I am and have always been on the non-binary spectrum, not far from the middle, the middle being equally both male and female. Some of us lovingly refer to such “middle” folk as Two Spirits, of which I am proud to call myself one. I feel blessed to be comfortable in my body with my bio.-assigned gender. However, emotionally-mentally-spiritually speaking, I am probably at least 40%-45% female identified, though such measurement of this(these) multidimensional attribute(s) is(are) rather crude at best. Being a woman inside is a large part of who I am.
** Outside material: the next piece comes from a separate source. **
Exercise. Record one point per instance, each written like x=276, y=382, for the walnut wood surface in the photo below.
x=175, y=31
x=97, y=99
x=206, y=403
To those few who know my female/Faery name and have seen how I’ve given open expression to her, they know I speak a deep truth. 

The reality is, a great many naturally identify as a unique combination of male and female, though society at large pressures each of us to solely identify with one gender. I am elated at the thought of serving more of my trans brethren and sistren. Our very existence challenges this gender binary point of view.  And I’ve always been right there as one of “them,” somewhere in the middle, in the mix, along that multi-spectrum. 

Please, everyone, live fully and happily as yourSelves, whoever and whatever that all is, because it’s ultimately good and beautiful.